The worse news is that many of us still pay through the nose when we think we’re
bagging a bargain. Take the ‘Bargain of the Week’. That’s just one example of how weekly payment stores (like Brighthouse) lure us in. Looks great, right? But wait a second. They say the sofa only costs £805 and those payments last 156 weeks. That’s £1,716.
The add-ons and cost of paying over three years more than doubles the price. It’s totally legal but it feels like a scam. The goods are often way cheaper elsewhere. And they even come with finance on hugely better terms.
Housing association or council tenants might find their landlords have schemes in place to help. Start with their website or by talking to a housing officer to see what support they offer. Some work in partnership with suppliers.
They ensure tenants have access to great deals and decent terms on any finance required to purchase goods.
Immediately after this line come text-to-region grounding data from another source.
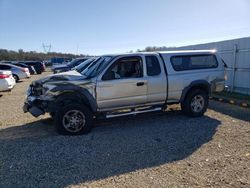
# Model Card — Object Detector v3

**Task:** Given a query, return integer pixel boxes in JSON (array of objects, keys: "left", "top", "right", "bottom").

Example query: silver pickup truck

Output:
[{"left": 23, "top": 50, "right": 226, "bottom": 135}]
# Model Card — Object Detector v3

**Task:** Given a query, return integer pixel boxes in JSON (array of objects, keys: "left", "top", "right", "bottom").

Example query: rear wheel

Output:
[
  {"left": 181, "top": 89, "right": 208, "bottom": 117},
  {"left": 13, "top": 74, "right": 19, "bottom": 82},
  {"left": 55, "top": 103, "right": 93, "bottom": 135}
]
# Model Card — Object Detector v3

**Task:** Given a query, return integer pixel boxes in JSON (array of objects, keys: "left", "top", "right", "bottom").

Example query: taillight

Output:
[{"left": 0, "top": 74, "right": 10, "bottom": 79}]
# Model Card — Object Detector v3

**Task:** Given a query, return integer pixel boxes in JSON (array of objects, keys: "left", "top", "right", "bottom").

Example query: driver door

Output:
[{"left": 96, "top": 56, "right": 147, "bottom": 110}]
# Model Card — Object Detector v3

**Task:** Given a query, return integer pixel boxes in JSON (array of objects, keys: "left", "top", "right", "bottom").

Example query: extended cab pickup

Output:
[{"left": 23, "top": 50, "right": 225, "bottom": 135}]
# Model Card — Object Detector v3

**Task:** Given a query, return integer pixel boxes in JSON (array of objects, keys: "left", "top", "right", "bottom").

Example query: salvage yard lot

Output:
[{"left": 0, "top": 72, "right": 249, "bottom": 187}]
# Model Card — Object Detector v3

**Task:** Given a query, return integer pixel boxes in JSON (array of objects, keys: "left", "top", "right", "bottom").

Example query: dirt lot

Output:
[{"left": 0, "top": 72, "right": 249, "bottom": 187}]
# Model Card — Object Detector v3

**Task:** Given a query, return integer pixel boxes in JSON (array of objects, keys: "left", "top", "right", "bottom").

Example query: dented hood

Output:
[{"left": 33, "top": 70, "right": 88, "bottom": 85}]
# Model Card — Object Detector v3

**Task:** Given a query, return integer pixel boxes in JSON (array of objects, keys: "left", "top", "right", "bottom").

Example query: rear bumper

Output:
[
  {"left": 26, "top": 72, "right": 31, "bottom": 78},
  {"left": 18, "top": 72, "right": 30, "bottom": 79},
  {"left": 0, "top": 79, "right": 15, "bottom": 91}
]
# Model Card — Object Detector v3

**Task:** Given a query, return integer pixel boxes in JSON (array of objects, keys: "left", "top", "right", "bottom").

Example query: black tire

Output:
[
  {"left": 181, "top": 89, "right": 208, "bottom": 117},
  {"left": 13, "top": 74, "right": 19, "bottom": 82},
  {"left": 55, "top": 103, "right": 93, "bottom": 135}
]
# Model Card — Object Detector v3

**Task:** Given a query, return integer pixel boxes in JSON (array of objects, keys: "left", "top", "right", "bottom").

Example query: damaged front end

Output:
[
  {"left": 23, "top": 70, "right": 94, "bottom": 117},
  {"left": 23, "top": 82, "right": 56, "bottom": 117},
  {"left": 23, "top": 73, "right": 69, "bottom": 117}
]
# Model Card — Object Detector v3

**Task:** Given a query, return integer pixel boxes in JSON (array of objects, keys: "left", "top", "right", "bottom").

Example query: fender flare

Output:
[
  {"left": 50, "top": 84, "right": 97, "bottom": 113},
  {"left": 180, "top": 80, "right": 211, "bottom": 102}
]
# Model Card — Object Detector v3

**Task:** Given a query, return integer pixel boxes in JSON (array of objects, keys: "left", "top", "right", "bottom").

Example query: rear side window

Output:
[
  {"left": 171, "top": 54, "right": 218, "bottom": 71},
  {"left": 0, "top": 65, "right": 11, "bottom": 70},
  {"left": 145, "top": 56, "right": 161, "bottom": 76}
]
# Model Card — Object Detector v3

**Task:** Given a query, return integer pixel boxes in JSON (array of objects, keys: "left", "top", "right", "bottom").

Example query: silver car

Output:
[{"left": 0, "top": 63, "right": 30, "bottom": 82}]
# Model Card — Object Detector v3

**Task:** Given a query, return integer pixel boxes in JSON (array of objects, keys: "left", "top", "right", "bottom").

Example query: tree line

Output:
[
  {"left": 133, "top": 46, "right": 177, "bottom": 52},
  {"left": 0, "top": 49, "right": 85, "bottom": 61},
  {"left": 1, "top": 46, "right": 178, "bottom": 62}
]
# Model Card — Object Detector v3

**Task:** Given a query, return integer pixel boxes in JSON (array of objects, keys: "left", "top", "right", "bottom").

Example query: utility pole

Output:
[{"left": 42, "top": 43, "right": 51, "bottom": 53}]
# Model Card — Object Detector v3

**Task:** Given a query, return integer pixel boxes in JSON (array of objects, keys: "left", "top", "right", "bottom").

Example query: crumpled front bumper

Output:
[{"left": 23, "top": 96, "right": 45, "bottom": 117}]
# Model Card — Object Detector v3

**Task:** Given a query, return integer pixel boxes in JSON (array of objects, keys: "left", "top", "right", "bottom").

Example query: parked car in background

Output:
[
  {"left": 0, "top": 61, "right": 11, "bottom": 64},
  {"left": 43, "top": 60, "right": 52, "bottom": 67},
  {"left": 0, "top": 63, "right": 30, "bottom": 82},
  {"left": 0, "top": 70, "right": 16, "bottom": 91},
  {"left": 51, "top": 57, "right": 72, "bottom": 65},
  {"left": 49, "top": 58, "right": 97, "bottom": 81},
  {"left": 72, "top": 58, "right": 96, "bottom": 73},
  {"left": 10, "top": 61, "right": 36, "bottom": 74},
  {"left": 51, "top": 57, "right": 88, "bottom": 74},
  {"left": 23, "top": 61, "right": 45, "bottom": 74}
]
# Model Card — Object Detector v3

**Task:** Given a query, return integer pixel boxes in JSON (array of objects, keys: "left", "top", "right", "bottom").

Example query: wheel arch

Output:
[
  {"left": 51, "top": 85, "right": 97, "bottom": 113},
  {"left": 13, "top": 74, "right": 19, "bottom": 81},
  {"left": 180, "top": 80, "right": 211, "bottom": 103}
]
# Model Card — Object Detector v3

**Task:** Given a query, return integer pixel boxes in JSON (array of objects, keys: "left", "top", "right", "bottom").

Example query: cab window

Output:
[
  {"left": 145, "top": 55, "right": 161, "bottom": 76},
  {"left": 102, "top": 56, "right": 143, "bottom": 80}
]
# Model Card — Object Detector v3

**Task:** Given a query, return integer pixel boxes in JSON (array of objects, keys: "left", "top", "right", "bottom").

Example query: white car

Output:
[
  {"left": 0, "top": 70, "right": 16, "bottom": 91},
  {"left": 0, "top": 63, "right": 30, "bottom": 82}
]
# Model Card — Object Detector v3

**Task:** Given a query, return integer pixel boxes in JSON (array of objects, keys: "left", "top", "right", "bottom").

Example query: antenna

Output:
[{"left": 42, "top": 43, "right": 51, "bottom": 53}]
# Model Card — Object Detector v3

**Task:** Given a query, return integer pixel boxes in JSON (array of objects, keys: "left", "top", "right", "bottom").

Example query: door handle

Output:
[{"left": 136, "top": 82, "right": 145, "bottom": 86}]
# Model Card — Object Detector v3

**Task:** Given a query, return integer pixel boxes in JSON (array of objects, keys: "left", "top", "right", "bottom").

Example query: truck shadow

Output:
[
  {"left": 209, "top": 100, "right": 250, "bottom": 122},
  {"left": 0, "top": 110, "right": 220, "bottom": 187}
]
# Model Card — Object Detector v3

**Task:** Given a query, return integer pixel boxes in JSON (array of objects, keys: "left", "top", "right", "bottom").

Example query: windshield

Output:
[
  {"left": 73, "top": 58, "right": 95, "bottom": 72},
  {"left": 66, "top": 59, "right": 77, "bottom": 66},
  {"left": 81, "top": 56, "right": 114, "bottom": 78},
  {"left": 66, "top": 58, "right": 86, "bottom": 67}
]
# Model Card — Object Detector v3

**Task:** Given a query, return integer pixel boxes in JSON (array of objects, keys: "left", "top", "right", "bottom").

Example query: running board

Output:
[{"left": 106, "top": 107, "right": 162, "bottom": 118}]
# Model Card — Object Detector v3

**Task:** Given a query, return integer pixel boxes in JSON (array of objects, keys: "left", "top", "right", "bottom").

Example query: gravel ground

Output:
[{"left": 0, "top": 72, "right": 249, "bottom": 187}]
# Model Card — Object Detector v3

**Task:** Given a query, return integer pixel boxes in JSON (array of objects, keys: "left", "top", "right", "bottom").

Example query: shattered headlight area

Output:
[{"left": 29, "top": 83, "right": 43, "bottom": 96}]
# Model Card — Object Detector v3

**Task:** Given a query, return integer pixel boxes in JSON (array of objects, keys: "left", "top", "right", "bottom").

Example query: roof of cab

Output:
[
  {"left": 103, "top": 50, "right": 216, "bottom": 57},
  {"left": 157, "top": 49, "right": 216, "bottom": 55}
]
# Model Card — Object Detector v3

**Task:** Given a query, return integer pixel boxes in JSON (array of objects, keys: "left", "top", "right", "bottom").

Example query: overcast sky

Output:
[{"left": 0, "top": 0, "right": 250, "bottom": 55}]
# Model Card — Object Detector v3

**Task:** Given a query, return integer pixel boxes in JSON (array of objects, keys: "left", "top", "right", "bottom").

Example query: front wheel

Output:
[
  {"left": 55, "top": 103, "right": 93, "bottom": 135},
  {"left": 181, "top": 89, "right": 208, "bottom": 117}
]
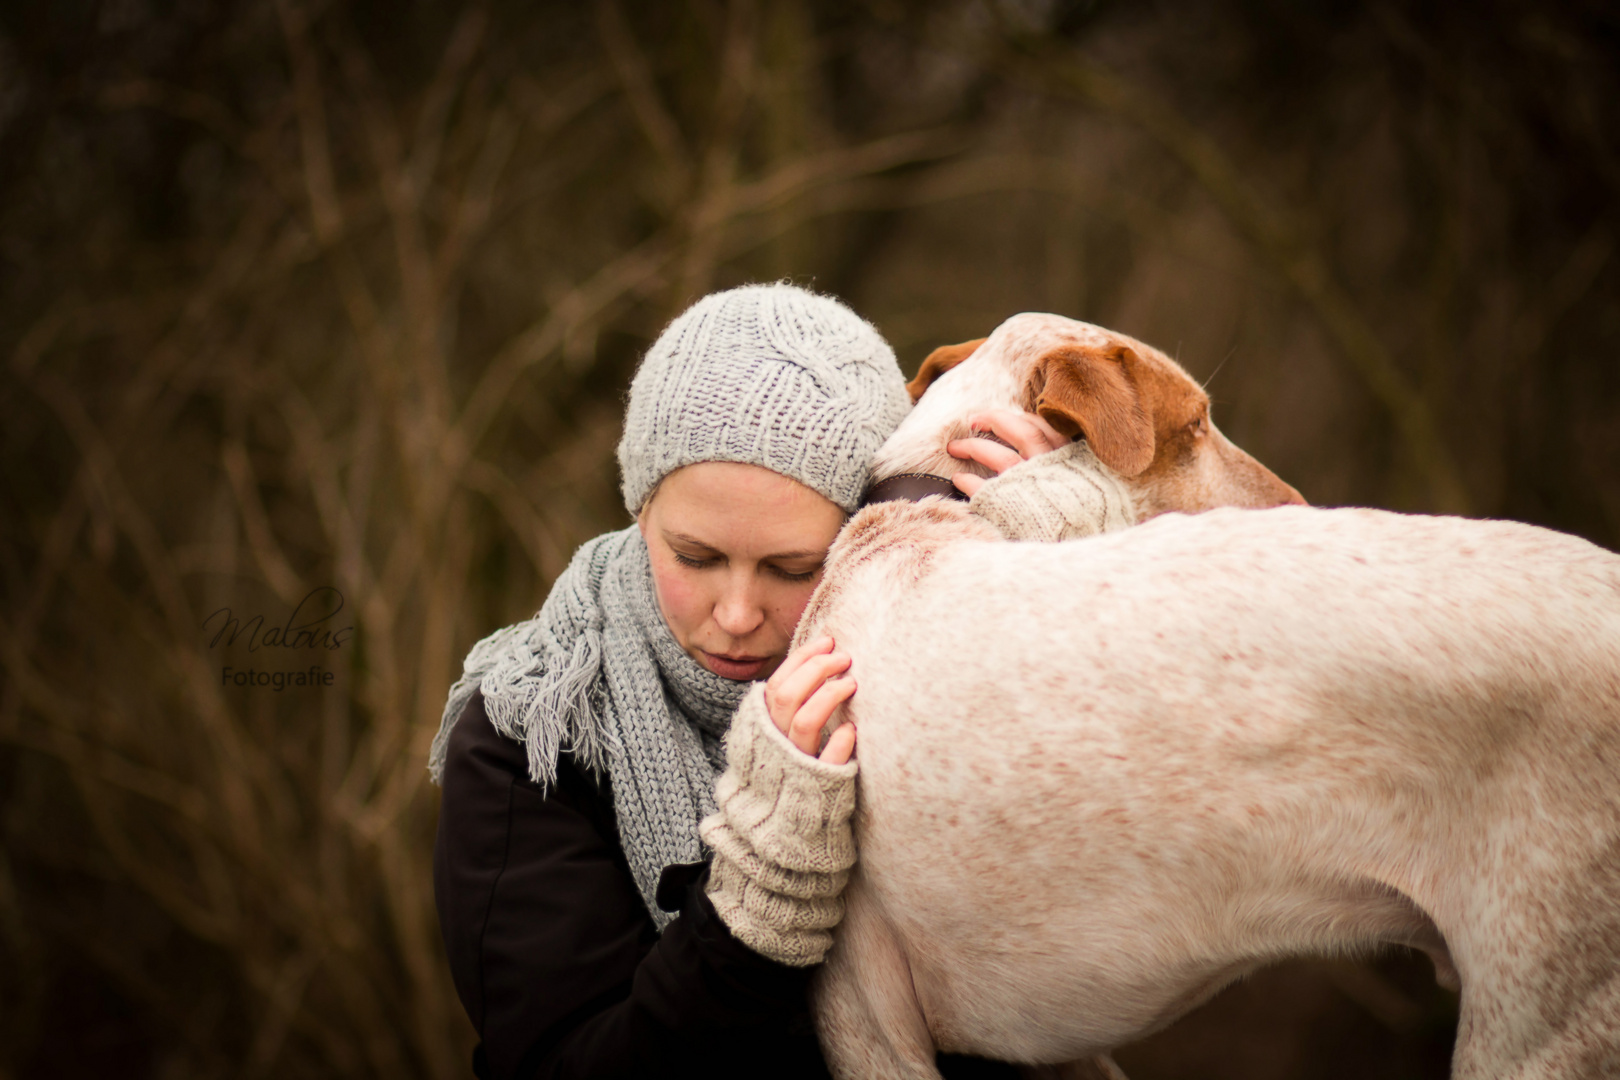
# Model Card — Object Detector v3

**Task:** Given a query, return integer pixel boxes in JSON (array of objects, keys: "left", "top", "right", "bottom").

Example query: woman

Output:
[{"left": 429, "top": 283, "right": 1082, "bottom": 1080}]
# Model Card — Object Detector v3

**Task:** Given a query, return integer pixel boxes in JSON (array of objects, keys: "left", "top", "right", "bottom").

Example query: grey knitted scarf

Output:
[{"left": 428, "top": 526, "right": 747, "bottom": 928}]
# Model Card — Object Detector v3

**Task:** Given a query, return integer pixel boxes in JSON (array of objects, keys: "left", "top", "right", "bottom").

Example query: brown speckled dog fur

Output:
[{"left": 800, "top": 314, "right": 1620, "bottom": 1080}]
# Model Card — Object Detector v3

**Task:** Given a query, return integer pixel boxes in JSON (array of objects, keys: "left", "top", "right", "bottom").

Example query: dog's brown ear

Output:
[
  {"left": 906, "top": 338, "right": 986, "bottom": 403},
  {"left": 1034, "top": 345, "right": 1155, "bottom": 477}
]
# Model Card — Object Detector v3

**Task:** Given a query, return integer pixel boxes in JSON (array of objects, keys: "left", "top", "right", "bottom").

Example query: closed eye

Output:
[{"left": 673, "top": 550, "right": 819, "bottom": 581}]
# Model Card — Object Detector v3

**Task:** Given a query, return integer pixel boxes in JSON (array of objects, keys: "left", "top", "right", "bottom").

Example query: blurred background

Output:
[{"left": 2, "top": 1, "right": 1615, "bottom": 1077}]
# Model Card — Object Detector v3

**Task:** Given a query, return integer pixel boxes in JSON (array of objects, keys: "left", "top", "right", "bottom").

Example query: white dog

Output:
[{"left": 800, "top": 315, "right": 1620, "bottom": 1080}]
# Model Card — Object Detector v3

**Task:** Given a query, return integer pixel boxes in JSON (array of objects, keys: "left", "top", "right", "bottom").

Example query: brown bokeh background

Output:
[{"left": 2, "top": 1, "right": 1615, "bottom": 1077}]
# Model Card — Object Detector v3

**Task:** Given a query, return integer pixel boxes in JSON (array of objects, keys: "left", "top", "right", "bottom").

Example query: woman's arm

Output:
[
  {"left": 433, "top": 692, "right": 831, "bottom": 1080},
  {"left": 949, "top": 408, "right": 1136, "bottom": 541}
]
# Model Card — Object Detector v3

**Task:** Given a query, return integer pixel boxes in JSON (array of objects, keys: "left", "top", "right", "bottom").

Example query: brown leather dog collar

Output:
[{"left": 859, "top": 472, "right": 968, "bottom": 508}]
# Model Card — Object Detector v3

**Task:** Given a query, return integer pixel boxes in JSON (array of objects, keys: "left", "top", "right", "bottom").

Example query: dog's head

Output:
[{"left": 876, "top": 313, "right": 1304, "bottom": 519}]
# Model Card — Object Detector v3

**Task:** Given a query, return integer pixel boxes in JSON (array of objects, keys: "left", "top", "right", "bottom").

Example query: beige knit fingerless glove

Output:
[
  {"left": 699, "top": 684, "right": 858, "bottom": 967},
  {"left": 969, "top": 440, "right": 1137, "bottom": 541}
]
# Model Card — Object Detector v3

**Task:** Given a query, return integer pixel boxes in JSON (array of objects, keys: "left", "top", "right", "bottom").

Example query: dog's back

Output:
[{"left": 807, "top": 503, "right": 1620, "bottom": 1080}]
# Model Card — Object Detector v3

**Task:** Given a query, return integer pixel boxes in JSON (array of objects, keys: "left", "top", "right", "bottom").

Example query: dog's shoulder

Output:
[
  {"left": 796, "top": 497, "right": 1001, "bottom": 643},
  {"left": 833, "top": 497, "right": 1001, "bottom": 566}
]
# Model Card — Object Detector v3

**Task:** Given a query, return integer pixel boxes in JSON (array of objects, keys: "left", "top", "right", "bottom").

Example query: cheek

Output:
[
  {"left": 650, "top": 559, "right": 712, "bottom": 644},
  {"left": 761, "top": 579, "right": 820, "bottom": 642},
  {"left": 1167, "top": 429, "right": 1200, "bottom": 469},
  {"left": 1137, "top": 437, "right": 1219, "bottom": 516}
]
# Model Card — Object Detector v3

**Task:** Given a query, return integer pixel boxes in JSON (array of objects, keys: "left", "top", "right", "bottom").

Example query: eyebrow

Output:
[{"left": 664, "top": 530, "right": 826, "bottom": 561}]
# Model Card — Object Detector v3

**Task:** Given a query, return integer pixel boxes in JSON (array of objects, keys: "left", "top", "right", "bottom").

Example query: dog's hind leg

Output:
[{"left": 813, "top": 882, "right": 941, "bottom": 1080}]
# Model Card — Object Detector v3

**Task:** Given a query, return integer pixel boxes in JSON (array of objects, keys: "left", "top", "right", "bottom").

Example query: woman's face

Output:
[{"left": 637, "top": 462, "right": 847, "bottom": 682}]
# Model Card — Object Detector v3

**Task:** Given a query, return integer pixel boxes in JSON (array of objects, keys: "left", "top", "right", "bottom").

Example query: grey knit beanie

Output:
[{"left": 617, "top": 283, "right": 910, "bottom": 514}]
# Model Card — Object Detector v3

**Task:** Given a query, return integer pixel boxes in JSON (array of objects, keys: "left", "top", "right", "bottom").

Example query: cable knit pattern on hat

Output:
[
  {"left": 968, "top": 440, "right": 1138, "bottom": 541},
  {"left": 617, "top": 283, "right": 910, "bottom": 514},
  {"left": 699, "top": 684, "right": 858, "bottom": 967}
]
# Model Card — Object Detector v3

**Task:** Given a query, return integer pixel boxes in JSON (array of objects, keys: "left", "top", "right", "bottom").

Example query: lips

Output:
[{"left": 701, "top": 650, "right": 770, "bottom": 681}]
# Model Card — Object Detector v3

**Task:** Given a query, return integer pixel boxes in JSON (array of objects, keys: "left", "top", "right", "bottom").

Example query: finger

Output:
[
  {"left": 952, "top": 471, "right": 986, "bottom": 497},
  {"left": 764, "top": 637, "right": 835, "bottom": 730},
  {"left": 969, "top": 408, "right": 1070, "bottom": 458},
  {"left": 947, "top": 436, "right": 1022, "bottom": 475},
  {"left": 768, "top": 651, "right": 852, "bottom": 734},
  {"left": 788, "top": 676, "right": 857, "bottom": 757},
  {"left": 774, "top": 635, "right": 834, "bottom": 676},
  {"left": 787, "top": 676, "right": 857, "bottom": 757},
  {"left": 1023, "top": 411, "right": 1070, "bottom": 449},
  {"left": 971, "top": 408, "right": 1049, "bottom": 458},
  {"left": 819, "top": 722, "right": 856, "bottom": 766}
]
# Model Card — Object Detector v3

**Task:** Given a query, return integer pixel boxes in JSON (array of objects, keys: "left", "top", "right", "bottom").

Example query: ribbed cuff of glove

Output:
[
  {"left": 969, "top": 440, "right": 1137, "bottom": 541},
  {"left": 700, "top": 684, "right": 858, "bottom": 967}
]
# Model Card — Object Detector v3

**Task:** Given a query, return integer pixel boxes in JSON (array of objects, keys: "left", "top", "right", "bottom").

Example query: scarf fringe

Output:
[
  {"left": 428, "top": 526, "right": 747, "bottom": 930},
  {"left": 526, "top": 630, "right": 615, "bottom": 784},
  {"left": 428, "top": 620, "right": 528, "bottom": 786}
]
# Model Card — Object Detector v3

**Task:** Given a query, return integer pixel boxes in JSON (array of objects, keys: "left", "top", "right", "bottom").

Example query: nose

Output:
[{"left": 713, "top": 576, "right": 766, "bottom": 638}]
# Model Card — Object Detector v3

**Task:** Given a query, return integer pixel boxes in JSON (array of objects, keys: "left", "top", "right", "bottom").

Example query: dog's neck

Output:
[
  {"left": 870, "top": 314, "right": 1097, "bottom": 486},
  {"left": 868, "top": 355, "right": 1029, "bottom": 486},
  {"left": 860, "top": 472, "right": 967, "bottom": 507}
]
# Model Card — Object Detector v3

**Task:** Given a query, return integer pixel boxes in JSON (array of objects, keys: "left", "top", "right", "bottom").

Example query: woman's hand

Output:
[
  {"left": 763, "top": 635, "right": 857, "bottom": 765},
  {"left": 945, "top": 407, "right": 1072, "bottom": 496},
  {"left": 704, "top": 635, "right": 860, "bottom": 966}
]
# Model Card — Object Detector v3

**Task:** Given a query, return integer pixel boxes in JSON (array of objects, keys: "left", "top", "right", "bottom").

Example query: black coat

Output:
[{"left": 433, "top": 690, "right": 1020, "bottom": 1080}]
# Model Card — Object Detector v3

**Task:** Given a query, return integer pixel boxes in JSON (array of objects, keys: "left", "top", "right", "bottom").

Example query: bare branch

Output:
[
  {"left": 408, "top": 6, "right": 489, "bottom": 198},
  {"left": 596, "top": 0, "right": 693, "bottom": 201},
  {"left": 454, "top": 232, "right": 675, "bottom": 458},
  {"left": 222, "top": 440, "right": 306, "bottom": 605},
  {"left": 278, "top": 0, "right": 345, "bottom": 245},
  {"left": 675, "top": 0, "right": 759, "bottom": 299},
  {"left": 999, "top": 38, "right": 1472, "bottom": 513}
]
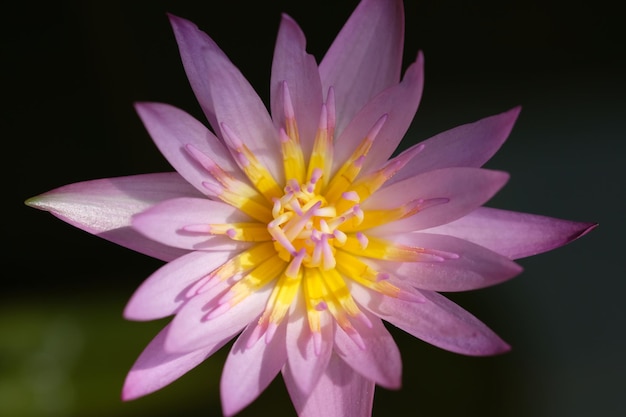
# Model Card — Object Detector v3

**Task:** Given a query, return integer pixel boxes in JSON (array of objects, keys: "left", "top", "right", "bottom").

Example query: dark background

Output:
[{"left": 4, "top": 1, "right": 624, "bottom": 416}]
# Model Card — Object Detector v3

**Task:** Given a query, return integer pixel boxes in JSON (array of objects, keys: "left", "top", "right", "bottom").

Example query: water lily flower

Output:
[{"left": 26, "top": 0, "right": 596, "bottom": 416}]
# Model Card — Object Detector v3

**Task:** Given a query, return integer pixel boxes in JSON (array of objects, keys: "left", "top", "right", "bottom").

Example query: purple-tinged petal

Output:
[
  {"left": 26, "top": 173, "right": 199, "bottom": 261},
  {"left": 124, "top": 250, "right": 233, "bottom": 321},
  {"left": 169, "top": 15, "right": 282, "bottom": 182},
  {"left": 132, "top": 197, "right": 253, "bottom": 251},
  {"left": 366, "top": 168, "right": 509, "bottom": 233},
  {"left": 387, "top": 107, "right": 521, "bottom": 186},
  {"left": 285, "top": 353, "right": 375, "bottom": 417},
  {"left": 423, "top": 207, "right": 598, "bottom": 259},
  {"left": 220, "top": 322, "right": 288, "bottom": 417},
  {"left": 165, "top": 284, "right": 271, "bottom": 353},
  {"left": 333, "top": 53, "right": 424, "bottom": 176},
  {"left": 368, "top": 232, "right": 522, "bottom": 292},
  {"left": 351, "top": 283, "right": 510, "bottom": 356},
  {"left": 334, "top": 311, "right": 402, "bottom": 389},
  {"left": 135, "top": 102, "right": 247, "bottom": 196},
  {"left": 283, "top": 294, "right": 333, "bottom": 396},
  {"left": 319, "top": 0, "right": 404, "bottom": 135},
  {"left": 270, "top": 14, "right": 323, "bottom": 158},
  {"left": 122, "top": 324, "right": 219, "bottom": 401}
]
They also offer fair delivery costs, the right insurance advice and lower interest on loans.
- Want or need?
There is nothing wrong with anyone wanting to feather the nest a bit, no matter how tight the budget. It doesn’t need to cost the earth but be clear what’s a need and what’s a want. If it’s a true need, like a working fridge or cooker, a cost may be unavoidable. Don’t only compare prices, think about the cost of credit if you’re going to need to borrow or pay it off in instalments.
- Ask around
Tell everyone you see and everyone on Facebook what you’re looking for. You never know who’s upgrading their own place. Something pre-loved could be just the ticket, freeing up cash for something else
- Grant Permission?
People on benefits or low incomes may qualify for a grant. Turn2us.org.uk have a grants checker but it’s also worth speaking to a welfare officer for those of us who rent from
a housing association or council. The help on offer varies. It even depends if we’re in England, Scotland or Wales. Sometimes interest free advances or loans are available to claimants
- Re-use Recycled
With climate change hitting the headlines, how much we waste is in the spotlight. Local furniture recycling firms do a great job keeping furniture out of landfill. They take in unwanted goods, do them up and offer them cheap to people on a tight budget. Contact The Reuse Network to find a store near you at reuse-network.org.uk or call 0800 085 8339
- Free Yourself
Freecycle, and its rival Freegle, host online groups of local people offering up furniture and all other sorts of stuff for free. They want to save their neighbours money and save the planet at the same time. Quids in! did a quick local search for sofas like the one sold by Brighthouse and found no less than twelve on offer. For free. One was worth £2,500 when new and just needs a wash and some TLC. Go to freecycle.org or ilovefreegle.org
- If Only New Will Do
Always shop around, which is easiest to do online, taking the legwork out of the legwork! If only new will do, try not-for-profits like fairforyou.co.uk or smarterbuys.org.uk, which is backed by some landlords. They offer weekly payment options but the goods are cheaper and the cost of credit can be lower than on the high street.
- Insure to be Sure
Some sellers push customers into taking insurance just for the one product. This is usually unnecessary if home contents insurance is in place. Sometimes it’s just as cheap (if not cheaper) to cover our whole home. Some landlords have a deal in place that tenants can take advantage of, so it’s worth speaking to them or checking their website first.